You are viewing a plain text version of this content. The canonical link for it is here.
Posted to user@spark.apache.org by Jerry Lam <ch...@gmail.com> on 2014/12/11 00:10:41 UTC
Filtering nested data using Spark SQL
Hi spark users,
I'm trying to filter a json file that has the following schema using Spark
SQL:
root
|-- user_id: string (nullable = true)
|-- item: array (nullable = true)
| |-- element: struct (containsNull = false)
| | |-- item_id: string (nullable = true)

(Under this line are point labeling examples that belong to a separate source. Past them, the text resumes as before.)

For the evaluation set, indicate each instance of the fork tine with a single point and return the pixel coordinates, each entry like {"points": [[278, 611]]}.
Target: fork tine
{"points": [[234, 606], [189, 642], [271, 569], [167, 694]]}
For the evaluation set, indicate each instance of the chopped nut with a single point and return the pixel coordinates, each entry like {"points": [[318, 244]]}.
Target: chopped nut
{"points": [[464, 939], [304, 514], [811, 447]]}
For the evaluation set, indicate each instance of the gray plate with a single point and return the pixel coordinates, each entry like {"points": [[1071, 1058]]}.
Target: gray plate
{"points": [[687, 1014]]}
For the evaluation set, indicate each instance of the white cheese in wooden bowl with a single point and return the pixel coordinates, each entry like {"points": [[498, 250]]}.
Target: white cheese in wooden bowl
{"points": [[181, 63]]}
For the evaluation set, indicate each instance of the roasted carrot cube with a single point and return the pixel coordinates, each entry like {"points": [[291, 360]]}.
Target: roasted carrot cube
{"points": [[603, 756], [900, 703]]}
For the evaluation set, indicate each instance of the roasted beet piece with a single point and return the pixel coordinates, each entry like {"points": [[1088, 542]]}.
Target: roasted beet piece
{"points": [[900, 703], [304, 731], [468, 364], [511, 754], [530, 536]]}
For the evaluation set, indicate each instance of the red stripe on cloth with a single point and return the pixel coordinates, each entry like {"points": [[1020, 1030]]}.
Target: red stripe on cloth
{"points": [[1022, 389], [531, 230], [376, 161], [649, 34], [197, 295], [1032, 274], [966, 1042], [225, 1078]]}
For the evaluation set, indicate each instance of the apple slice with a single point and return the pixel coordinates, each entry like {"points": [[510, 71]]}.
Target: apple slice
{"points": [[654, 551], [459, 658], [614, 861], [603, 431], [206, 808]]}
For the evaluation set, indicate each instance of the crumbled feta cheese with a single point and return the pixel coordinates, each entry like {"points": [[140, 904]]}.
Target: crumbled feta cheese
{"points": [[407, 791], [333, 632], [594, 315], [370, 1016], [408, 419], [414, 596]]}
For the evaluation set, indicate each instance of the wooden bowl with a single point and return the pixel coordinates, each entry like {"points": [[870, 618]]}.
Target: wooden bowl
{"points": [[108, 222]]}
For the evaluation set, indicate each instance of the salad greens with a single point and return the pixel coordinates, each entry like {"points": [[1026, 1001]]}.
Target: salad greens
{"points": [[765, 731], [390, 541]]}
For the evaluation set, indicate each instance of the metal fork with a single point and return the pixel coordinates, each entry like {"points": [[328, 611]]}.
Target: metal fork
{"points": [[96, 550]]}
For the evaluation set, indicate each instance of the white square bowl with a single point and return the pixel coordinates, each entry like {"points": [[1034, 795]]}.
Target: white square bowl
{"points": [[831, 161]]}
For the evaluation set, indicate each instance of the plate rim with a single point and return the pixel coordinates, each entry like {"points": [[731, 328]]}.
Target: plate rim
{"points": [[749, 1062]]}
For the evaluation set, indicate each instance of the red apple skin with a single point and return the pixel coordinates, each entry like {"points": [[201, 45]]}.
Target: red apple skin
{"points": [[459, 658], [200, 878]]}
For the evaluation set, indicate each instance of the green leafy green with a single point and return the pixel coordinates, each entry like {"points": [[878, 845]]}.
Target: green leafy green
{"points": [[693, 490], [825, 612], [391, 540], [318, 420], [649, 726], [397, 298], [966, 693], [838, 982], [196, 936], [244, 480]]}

| | |-- name: string (nullable = true)
I would like to filter distinct user_id based on the items it contains. For
instance, I would like to find out distinct user_id which has item's name
equal to "apple" for the following 'user' table
user_id | item
1 | ([1, apple], [1, apple], [2, orange])
2 | ([2, orange])
The result should be 1
I tried using hql:
select user_id from user lateral view explode(item) itemTable as itemColumn
where itemColumn.name = 'apple' group by user_id
but it seems not efficient if I can just stop looking through the item
array once I find the first item with name 'apple'. Also the "lateral view
explode" and "group by" are unnecessary.
I'm thinking of processing the 'user' table as SchemaRDD. Ideally, I would
love to do (assuming user is a SchemaRDD):
val ids =user.select('user_id).where(contain('item, "name",
"apple")).collect()
the contain function will loop through the item with "name" = "apple" with
early stopping.
Is this possible? If yes, how one implements the contain function?
Best Regards,
Jerry